If you are interested in starting a pseudo-bank or a neo-bank in the EU and need to provide access to wallets, cards, and IBANs to your customers you would be needing an EMI License or an E-Money License in Europe.
According to the Directive of the European Parliament and of the Council of the EU, E-money can be defined as “Electronically, including magnetically, stored monetary value as represented by a claim on the issuer which is issued on receipt of funds to make payment transaction, and which is accepted by a natural or legal person other than the electronic money issuer”.
Source: Directive of the European Parliament and of the Council of the EU
In the EU, an e-Money License can be considered as an alternative to a full-fledged banking license as the Electronic Money Institution can provide most of the day-to-day banking services such as providing wallets, cards, and IBANs to their customers. Although it is much easier to become an Electronic Money Institution in the EU as compared to becoming a fully licensed EU bank, Electronic Money Institutions cannot provide all the services that banks are allowed to provide.
What Are the Requirements for an EMI License in the EU?
Obtaining an EMI License can be a very cumbersome process where you must submit a lengthy application, providing evidence that your EMI will be solvent and guarantee compliance with the capital requirements by doing the necessary financial calculations.
You would also need to show your policies on safeguarding customer funds along with the policies regarding AML/CFT procedures. As a business, you would also need to provide evidence of the suitability and experience of your directors, senior management, and Money Laundering Officer (MLRO).
There are several prerequisites required by the regulatory bodies to process your application, therefore you will need to make sure that your company meets these regulatory requirements in the country where you seek the license before you submit your application. These requirements can also vary depending on the country in which the application will be submitted. Upon receiving an E-Money License, an EMI can issue electronic money (or e-money), carry out payment transactions, provide payment services to consumers and businesses, and to other payment service providers.
If the management of the company does not contain 2 authorized people who are residents in the EU, the company will not receive a license. This point varies from country to country. There are countries where 1 authorized person who has the citizenship of one of the countries of the European Union is enough for licensing, another member of the management may be a resident of the CIS.
Who Regulates EMI Licenses in the EU?
Companies providing payment services must adhere to the guidelines and requirements established by the PSD2 which is an EU directive (Directive 2015/2366). This directive applies to banks, payment processors, e-money institutions, and their customers. PSD2 is the document that established the requirements for companies wishing to obtain an EMI license and provides the legal foundation for an EU single market for payments, to establish safer and more innovative payment services across the EU.

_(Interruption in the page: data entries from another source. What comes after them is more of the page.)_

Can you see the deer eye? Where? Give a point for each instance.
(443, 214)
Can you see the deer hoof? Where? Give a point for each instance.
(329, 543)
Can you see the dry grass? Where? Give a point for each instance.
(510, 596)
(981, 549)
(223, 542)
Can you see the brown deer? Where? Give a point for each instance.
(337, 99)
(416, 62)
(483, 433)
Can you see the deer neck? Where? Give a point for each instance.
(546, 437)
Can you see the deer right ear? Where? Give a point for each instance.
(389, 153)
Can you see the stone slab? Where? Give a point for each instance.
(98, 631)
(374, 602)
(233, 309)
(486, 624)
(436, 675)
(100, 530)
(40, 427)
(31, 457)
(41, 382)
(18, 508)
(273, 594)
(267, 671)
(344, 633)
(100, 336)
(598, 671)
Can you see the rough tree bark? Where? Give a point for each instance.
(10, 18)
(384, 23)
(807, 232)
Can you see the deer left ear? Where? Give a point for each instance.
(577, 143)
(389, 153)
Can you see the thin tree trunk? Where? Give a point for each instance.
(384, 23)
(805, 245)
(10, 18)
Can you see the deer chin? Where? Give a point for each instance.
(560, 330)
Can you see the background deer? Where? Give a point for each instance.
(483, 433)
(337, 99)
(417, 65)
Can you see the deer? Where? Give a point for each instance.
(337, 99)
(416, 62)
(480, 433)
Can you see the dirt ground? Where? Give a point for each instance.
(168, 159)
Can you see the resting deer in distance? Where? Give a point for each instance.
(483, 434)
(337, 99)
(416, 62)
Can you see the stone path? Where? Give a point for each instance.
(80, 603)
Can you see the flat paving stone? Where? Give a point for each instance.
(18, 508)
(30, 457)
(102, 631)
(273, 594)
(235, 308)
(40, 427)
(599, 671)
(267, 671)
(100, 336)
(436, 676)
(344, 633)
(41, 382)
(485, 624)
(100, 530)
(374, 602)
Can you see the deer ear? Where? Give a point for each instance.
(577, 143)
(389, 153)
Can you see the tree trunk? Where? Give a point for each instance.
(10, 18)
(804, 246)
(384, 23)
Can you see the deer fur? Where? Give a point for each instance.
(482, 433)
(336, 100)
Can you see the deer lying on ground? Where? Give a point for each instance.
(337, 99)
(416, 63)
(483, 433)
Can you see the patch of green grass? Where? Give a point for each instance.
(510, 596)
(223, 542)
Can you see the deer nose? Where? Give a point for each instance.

The application for an EMI license must be submitted through the central bank of where you are seeking a license. Based on the country of application you will be asked for various documents and adhere to their requirements. However, an important point to note is that the company applying for a license is thoroughly checked by regulators in all European countries, regardless of which country you have applied to.
How Long Does It Take to Obtain an Electronic Money Institution License?
The time taken for an EMI application to be processed and a license to be granted varies according to the complexity of your project, completeness of the application, the country where you seek the EMI License, etc. According to the timeframe mentioned in the statutes and regulations, authorities can grant or reject an application within 3 months of its submission. However, as mentioned above, this timeframe is subject to change.
This page was last updated on September 20, 2022.